Wing Luke won his Seattle City Council seat in 1962 by a landslide of 30,000 votes, becoming the first Asian American to hold elected office in the Pacific Northwest and the first person of color on the council. He championed civil rights, pushed through Seattle's Open Housing Ordinance in 1963, and told anyone who would listen that the Chinatown-International District needed a museum to preserve the history of its rapidly changing streets. Then, on May 16, 1965, his small plane disappeared over the Cascade foothills. He was forty years old. The museum he envisioned opened two years later in a storefront on 8th Avenue, built on donations from the friends and supporters who refused to let his idea die with him.

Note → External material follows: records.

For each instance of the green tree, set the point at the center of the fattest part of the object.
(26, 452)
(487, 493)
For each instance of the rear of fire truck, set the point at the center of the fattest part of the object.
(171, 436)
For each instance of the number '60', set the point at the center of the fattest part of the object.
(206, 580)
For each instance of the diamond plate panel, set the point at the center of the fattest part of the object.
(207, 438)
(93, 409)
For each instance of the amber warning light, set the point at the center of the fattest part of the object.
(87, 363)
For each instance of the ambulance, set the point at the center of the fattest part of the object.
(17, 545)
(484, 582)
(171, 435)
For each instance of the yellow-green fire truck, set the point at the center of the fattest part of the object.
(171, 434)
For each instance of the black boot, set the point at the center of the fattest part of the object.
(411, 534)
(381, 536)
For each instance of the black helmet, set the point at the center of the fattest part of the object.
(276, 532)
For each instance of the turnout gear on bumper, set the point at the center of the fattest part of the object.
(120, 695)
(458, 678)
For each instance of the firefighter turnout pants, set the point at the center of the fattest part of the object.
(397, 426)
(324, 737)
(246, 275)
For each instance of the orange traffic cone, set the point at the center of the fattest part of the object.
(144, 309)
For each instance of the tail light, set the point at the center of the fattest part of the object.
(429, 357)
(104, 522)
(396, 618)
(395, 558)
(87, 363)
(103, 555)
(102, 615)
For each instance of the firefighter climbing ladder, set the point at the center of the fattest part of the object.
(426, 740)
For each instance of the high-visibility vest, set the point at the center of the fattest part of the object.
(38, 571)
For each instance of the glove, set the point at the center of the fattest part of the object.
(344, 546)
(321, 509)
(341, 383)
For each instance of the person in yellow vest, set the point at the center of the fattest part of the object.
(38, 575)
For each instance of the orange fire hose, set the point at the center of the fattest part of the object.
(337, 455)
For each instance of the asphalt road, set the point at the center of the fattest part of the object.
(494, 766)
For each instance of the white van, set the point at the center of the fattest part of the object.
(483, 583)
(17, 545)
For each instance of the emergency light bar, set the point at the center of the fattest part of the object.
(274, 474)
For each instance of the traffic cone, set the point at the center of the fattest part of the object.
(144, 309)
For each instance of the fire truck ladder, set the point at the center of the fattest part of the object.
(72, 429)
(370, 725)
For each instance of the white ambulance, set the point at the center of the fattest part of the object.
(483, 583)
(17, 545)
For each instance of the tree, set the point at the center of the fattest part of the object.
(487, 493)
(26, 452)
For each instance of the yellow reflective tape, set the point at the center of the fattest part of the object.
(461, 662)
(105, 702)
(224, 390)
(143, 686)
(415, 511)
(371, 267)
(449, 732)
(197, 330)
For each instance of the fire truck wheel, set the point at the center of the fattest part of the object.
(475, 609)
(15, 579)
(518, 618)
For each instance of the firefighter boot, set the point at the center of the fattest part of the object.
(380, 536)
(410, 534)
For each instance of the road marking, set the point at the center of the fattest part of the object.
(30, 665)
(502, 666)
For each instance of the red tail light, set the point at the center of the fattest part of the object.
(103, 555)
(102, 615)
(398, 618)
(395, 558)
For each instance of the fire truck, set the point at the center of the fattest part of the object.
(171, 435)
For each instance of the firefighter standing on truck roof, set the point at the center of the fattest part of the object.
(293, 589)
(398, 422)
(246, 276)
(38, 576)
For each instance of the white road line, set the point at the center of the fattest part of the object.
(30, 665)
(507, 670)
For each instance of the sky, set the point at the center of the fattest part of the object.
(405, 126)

A Storefront on 8th Avenue

The Wing Luke Memorial Museum, as it was first named, opened in 1967 with a focus on Asian folk art. It was small and specific, a neighborhood institution in a neighborhood that knew what it meant to be overlooked. But the collection soon outgrew its original scope. By the 1980s, community volunteers were building pan-Asian exhibits that reflected the full diversity of the district -- Chinese, Japanese, Filipino, Vietnamese, Korean, and more, over 26 ethnic groups in total. In 1987 the museum moved to larger quarters on 7th Avenue and updated its name to Wing Luke Asian Museum. Under the direction of local journalist Ron Chew in the 1990s, the museum pioneered a community-based exhibition model that placed personal stories at the center of every display. Community Advisory Committees guided each exhibit from concept to installation, a process that could take 12 to 18 months. In 1995 the model earned the museum the Institute for Museum and Library Services National Award for Museum Service.

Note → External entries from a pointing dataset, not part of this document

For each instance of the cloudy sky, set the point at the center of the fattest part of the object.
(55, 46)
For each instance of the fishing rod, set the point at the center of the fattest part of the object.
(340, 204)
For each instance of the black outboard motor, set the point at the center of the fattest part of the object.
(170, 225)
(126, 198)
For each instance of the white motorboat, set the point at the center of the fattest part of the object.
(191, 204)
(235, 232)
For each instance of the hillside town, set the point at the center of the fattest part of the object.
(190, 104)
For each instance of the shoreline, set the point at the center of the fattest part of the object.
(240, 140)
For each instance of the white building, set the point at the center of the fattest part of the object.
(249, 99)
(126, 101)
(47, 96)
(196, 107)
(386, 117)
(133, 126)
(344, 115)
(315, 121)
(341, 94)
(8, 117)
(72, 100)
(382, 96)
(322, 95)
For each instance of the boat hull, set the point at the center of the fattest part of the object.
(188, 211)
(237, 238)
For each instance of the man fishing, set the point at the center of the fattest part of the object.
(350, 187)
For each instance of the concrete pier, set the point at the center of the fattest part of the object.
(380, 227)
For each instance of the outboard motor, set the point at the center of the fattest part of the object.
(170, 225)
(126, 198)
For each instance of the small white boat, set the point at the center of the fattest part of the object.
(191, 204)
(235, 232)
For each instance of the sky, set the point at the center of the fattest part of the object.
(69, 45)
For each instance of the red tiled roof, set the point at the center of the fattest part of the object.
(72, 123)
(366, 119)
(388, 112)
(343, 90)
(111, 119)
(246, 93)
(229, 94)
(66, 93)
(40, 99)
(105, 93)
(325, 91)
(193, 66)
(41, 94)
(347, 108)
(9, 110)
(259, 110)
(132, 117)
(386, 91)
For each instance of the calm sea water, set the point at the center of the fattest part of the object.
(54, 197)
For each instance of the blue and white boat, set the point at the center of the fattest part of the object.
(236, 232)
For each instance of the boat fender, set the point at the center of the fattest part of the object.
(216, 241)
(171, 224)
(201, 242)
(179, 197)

Inside the Kong Yick Building

In 2008 the museum moved into its current home at 719 South King Street, the renovated 1910 East Kong Yick Building. The building itself is an artifact. It was funded by 170 Chinese immigrants who pooled their resources to construct it, along with its companion, the West Kong Yick Building. The East Kong Yick housed storefronts at street level and the Freeman Hotel above, where Chinese, Japanese, and Filipino immigrants lived until the 1940s. Today the museum's galleries share the structure with preserved and recreated spaces: the Gee How Oak Tin Association's meeting room, cramped hotel kitchens, a Canton Alley family apartment, and the Yick Fung Mercantile, a general store whose owner donated its entire contents. Walking through these rooms is less like visiting a museum and more like stepping through a wall into a parallel century.

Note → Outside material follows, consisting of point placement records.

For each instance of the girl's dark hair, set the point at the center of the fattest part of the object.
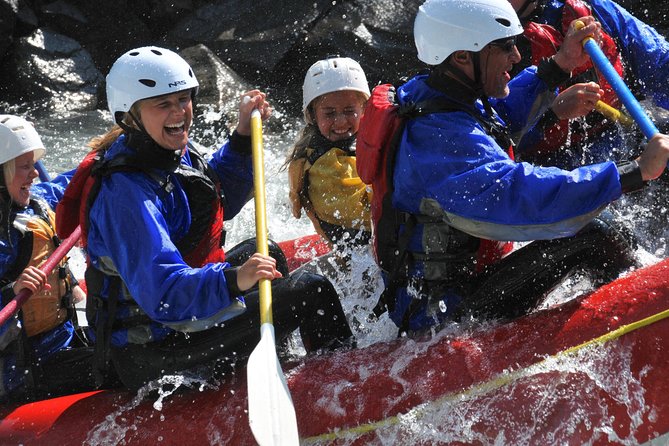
(300, 146)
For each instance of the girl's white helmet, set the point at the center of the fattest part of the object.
(145, 73)
(333, 74)
(445, 26)
(18, 136)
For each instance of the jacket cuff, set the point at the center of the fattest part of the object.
(550, 72)
(7, 293)
(548, 119)
(240, 143)
(631, 179)
(231, 280)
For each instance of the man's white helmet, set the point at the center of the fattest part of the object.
(445, 26)
(144, 73)
(18, 136)
(333, 74)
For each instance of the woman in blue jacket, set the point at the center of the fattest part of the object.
(636, 50)
(42, 354)
(456, 184)
(163, 296)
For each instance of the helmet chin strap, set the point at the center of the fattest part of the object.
(149, 152)
(475, 85)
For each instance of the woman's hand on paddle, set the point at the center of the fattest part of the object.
(654, 158)
(256, 268)
(33, 279)
(78, 294)
(577, 100)
(572, 54)
(249, 101)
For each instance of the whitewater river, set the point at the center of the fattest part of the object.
(645, 214)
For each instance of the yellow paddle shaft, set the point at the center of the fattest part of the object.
(264, 285)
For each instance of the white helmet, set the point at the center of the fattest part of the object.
(18, 136)
(445, 26)
(333, 74)
(144, 73)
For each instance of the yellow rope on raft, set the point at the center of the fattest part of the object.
(483, 388)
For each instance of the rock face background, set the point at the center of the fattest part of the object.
(54, 54)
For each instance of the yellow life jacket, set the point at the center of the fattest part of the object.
(334, 191)
(45, 310)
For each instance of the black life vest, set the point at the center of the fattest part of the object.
(381, 129)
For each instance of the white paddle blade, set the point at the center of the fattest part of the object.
(271, 412)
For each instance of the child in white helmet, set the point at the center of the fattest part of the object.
(38, 357)
(321, 165)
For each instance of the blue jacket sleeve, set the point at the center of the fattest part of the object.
(130, 232)
(644, 50)
(235, 172)
(470, 182)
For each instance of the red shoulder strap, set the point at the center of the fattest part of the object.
(71, 207)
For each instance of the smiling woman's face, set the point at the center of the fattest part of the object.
(168, 118)
(24, 174)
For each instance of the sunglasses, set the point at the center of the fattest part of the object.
(507, 44)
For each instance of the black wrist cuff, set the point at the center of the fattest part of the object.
(240, 143)
(548, 119)
(630, 176)
(7, 293)
(550, 72)
(231, 280)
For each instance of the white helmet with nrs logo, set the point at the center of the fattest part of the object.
(443, 27)
(145, 73)
(17, 137)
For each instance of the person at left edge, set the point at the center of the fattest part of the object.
(42, 352)
(163, 297)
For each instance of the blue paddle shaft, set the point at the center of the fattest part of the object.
(631, 104)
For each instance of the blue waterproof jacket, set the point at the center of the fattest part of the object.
(645, 54)
(448, 167)
(134, 224)
(45, 344)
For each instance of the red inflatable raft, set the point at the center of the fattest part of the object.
(591, 371)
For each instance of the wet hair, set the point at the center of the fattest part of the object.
(301, 144)
(8, 172)
(103, 142)
(299, 149)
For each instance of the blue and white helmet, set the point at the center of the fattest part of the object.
(17, 137)
(145, 73)
(330, 75)
(443, 27)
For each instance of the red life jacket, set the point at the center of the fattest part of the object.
(545, 40)
(381, 128)
(201, 244)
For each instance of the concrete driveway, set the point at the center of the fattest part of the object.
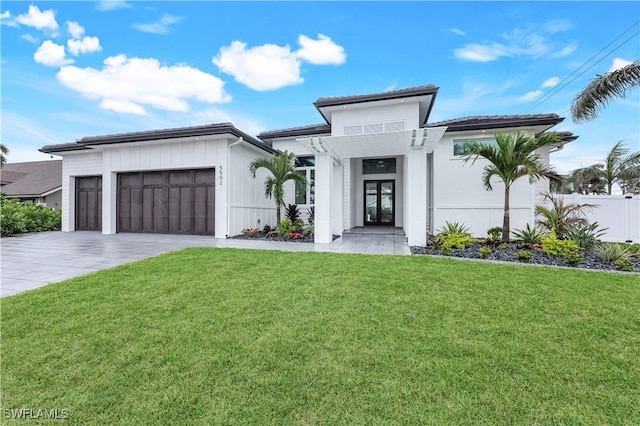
(30, 261)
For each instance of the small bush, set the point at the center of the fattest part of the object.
(453, 228)
(585, 236)
(624, 264)
(611, 252)
(529, 235)
(524, 256)
(250, 232)
(484, 252)
(292, 212)
(565, 249)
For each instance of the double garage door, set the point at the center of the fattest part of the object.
(168, 202)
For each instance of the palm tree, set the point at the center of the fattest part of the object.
(3, 154)
(588, 103)
(282, 168)
(513, 157)
(619, 166)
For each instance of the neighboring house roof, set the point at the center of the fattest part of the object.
(428, 92)
(181, 132)
(32, 179)
(480, 122)
(313, 129)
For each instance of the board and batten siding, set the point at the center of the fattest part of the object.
(248, 205)
(76, 164)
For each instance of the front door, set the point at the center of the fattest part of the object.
(379, 202)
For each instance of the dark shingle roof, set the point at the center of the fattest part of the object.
(313, 129)
(479, 122)
(31, 179)
(211, 129)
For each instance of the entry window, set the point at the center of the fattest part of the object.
(378, 165)
(306, 165)
(460, 146)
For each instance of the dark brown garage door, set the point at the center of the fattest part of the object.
(168, 202)
(89, 203)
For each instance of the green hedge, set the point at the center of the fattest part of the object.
(18, 218)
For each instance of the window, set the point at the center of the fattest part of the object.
(306, 165)
(460, 145)
(378, 165)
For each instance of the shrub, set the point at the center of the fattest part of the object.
(453, 228)
(612, 252)
(484, 252)
(585, 236)
(529, 235)
(292, 212)
(523, 255)
(565, 249)
(494, 235)
(624, 264)
(250, 232)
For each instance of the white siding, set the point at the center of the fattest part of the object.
(248, 206)
(76, 164)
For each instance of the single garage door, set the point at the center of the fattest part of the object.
(168, 202)
(88, 203)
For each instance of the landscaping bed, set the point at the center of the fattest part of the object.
(507, 253)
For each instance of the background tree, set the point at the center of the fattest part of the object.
(602, 89)
(4, 151)
(282, 168)
(513, 157)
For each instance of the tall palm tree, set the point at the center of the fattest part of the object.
(619, 164)
(3, 154)
(602, 89)
(513, 157)
(282, 168)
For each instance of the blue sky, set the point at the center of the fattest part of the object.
(75, 69)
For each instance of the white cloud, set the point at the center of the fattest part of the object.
(106, 5)
(320, 52)
(86, 45)
(619, 63)
(480, 53)
(30, 38)
(530, 96)
(550, 82)
(76, 30)
(262, 68)
(161, 26)
(38, 19)
(128, 84)
(51, 55)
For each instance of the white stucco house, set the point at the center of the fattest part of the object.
(375, 161)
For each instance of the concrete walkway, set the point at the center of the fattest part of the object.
(33, 260)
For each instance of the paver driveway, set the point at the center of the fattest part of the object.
(33, 260)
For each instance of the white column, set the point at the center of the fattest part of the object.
(109, 193)
(324, 184)
(416, 202)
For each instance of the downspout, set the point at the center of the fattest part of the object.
(239, 141)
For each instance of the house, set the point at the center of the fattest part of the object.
(375, 161)
(38, 182)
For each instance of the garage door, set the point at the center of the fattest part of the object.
(88, 203)
(168, 202)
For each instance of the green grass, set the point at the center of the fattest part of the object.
(221, 336)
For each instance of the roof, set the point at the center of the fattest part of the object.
(313, 129)
(480, 122)
(32, 179)
(150, 135)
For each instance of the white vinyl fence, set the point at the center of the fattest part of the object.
(619, 213)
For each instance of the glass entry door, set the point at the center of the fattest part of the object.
(379, 202)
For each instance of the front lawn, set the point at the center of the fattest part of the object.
(222, 336)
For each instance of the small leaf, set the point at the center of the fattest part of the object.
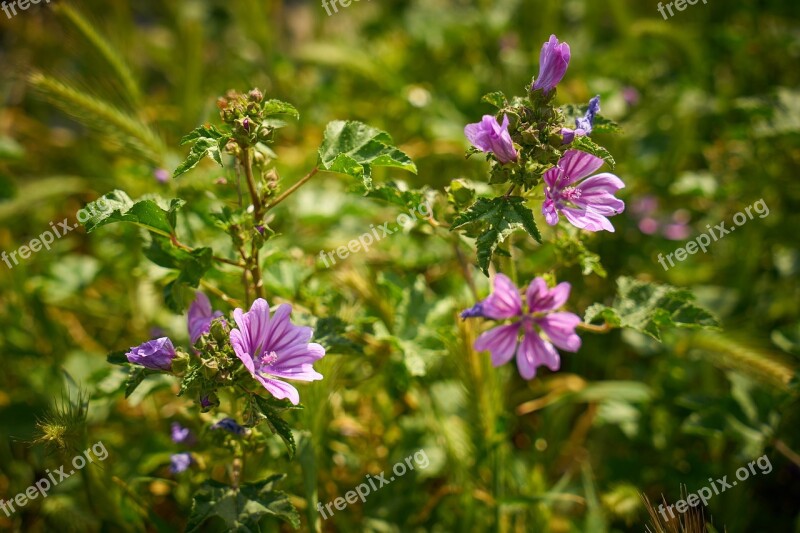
(242, 508)
(276, 424)
(208, 141)
(277, 107)
(585, 144)
(650, 307)
(135, 378)
(117, 206)
(353, 148)
(497, 99)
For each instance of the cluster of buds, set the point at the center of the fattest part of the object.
(244, 113)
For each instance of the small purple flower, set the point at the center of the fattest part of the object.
(156, 354)
(200, 316)
(182, 435)
(503, 342)
(584, 124)
(273, 347)
(161, 175)
(489, 136)
(230, 425)
(179, 462)
(553, 62)
(584, 202)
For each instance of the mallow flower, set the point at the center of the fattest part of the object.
(273, 349)
(489, 136)
(584, 201)
(200, 317)
(553, 62)
(179, 462)
(155, 355)
(584, 124)
(532, 351)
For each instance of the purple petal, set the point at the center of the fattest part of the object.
(560, 329)
(504, 302)
(280, 389)
(553, 63)
(587, 218)
(541, 298)
(549, 212)
(576, 166)
(500, 341)
(535, 352)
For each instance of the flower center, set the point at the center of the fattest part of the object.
(570, 193)
(268, 358)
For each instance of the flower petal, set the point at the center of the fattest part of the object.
(576, 165)
(504, 302)
(541, 298)
(500, 341)
(560, 329)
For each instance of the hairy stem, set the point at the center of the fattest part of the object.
(293, 188)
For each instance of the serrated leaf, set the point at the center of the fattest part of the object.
(502, 216)
(278, 107)
(329, 332)
(242, 508)
(650, 307)
(497, 99)
(277, 425)
(117, 206)
(353, 148)
(585, 144)
(135, 378)
(201, 132)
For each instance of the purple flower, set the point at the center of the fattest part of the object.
(584, 124)
(273, 347)
(182, 435)
(229, 424)
(156, 354)
(179, 462)
(200, 317)
(533, 351)
(584, 202)
(553, 62)
(489, 136)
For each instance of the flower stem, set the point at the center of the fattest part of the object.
(293, 188)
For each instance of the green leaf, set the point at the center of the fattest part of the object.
(585, 144)
(208, 141)
(353, 148)
(242, 508)
(152, 214)
(135, 378)
(650, 307)
(497, 99)
(391, 193)
(502, 216)
(330, 331)
(270, 410)
(277, 107)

Canton Alley and the Neighborhood Beyond

The museum sits next to Canton Alley in Seattle's Chinatown-International District, a narrow passage that was once the residential, commercial, and communal heart of the Chinese American community. Since 1985, the Wing has run Chinatown Discovery Tours, taking visitors through the neighborhood's significant sites and living history. In 2010 the museum adopted its full current name -- the Wing Luke Museum of the Asian Pacific American Experience -- though most people simply call it The Wing. Three years later, it was recognized as one of two dozen affiliated areas of the U.S. National Park Service, and it remains a Smithsonian Institution affiliate and the only pan-Asian Pacific American community-based museum in the country. The oral history lab inside the building captures stories from new arrivals and longtime residents alike, adding voices to a collection that grows with every generation.

Windows Broken and Rebuilt

On September 14, 2023, nine of the museum's windows along Canton Alley were destroyed in what authorities described as a racially motivated crime. The Washington State Department of Commerce and the City of Seattle responded with financial donations, and the broken panes were replaced with a decorative mural that turned damage into declaration. It was not the first time the museum had absorbed a blow and come back stronger. Wing Luke himself understood that resilience was the story -- he had immigrated from China as a child, worked his way through law school, and fought housing discrimination from a council chamber where no one who looked like him had ever sat. The museum that carries his name continues that pattern: community-funded, community-directed, community-defended.

From the Air

Located at 47.598°N, 122.323°W in Seattle's Chinatown-International District, just south of downtown. The museum is in the dense urban grid south of Pioneer Square and east of the stadiums (Lumen Field and T-Mobile Park). Boeing Field (KBFI) lies approximately 3nm to the south; Seattle-Tacoma International (KSEA) is about 10nm south-southwest. The Chinatown-International District is identifiable by its position between the elevated rail lines and the I-5/I-90 interchange. Best viewed at lower altitudes where the historic neighborhood's compact blocks contrast with the larger commercial structures to the north and the industrial district to the south.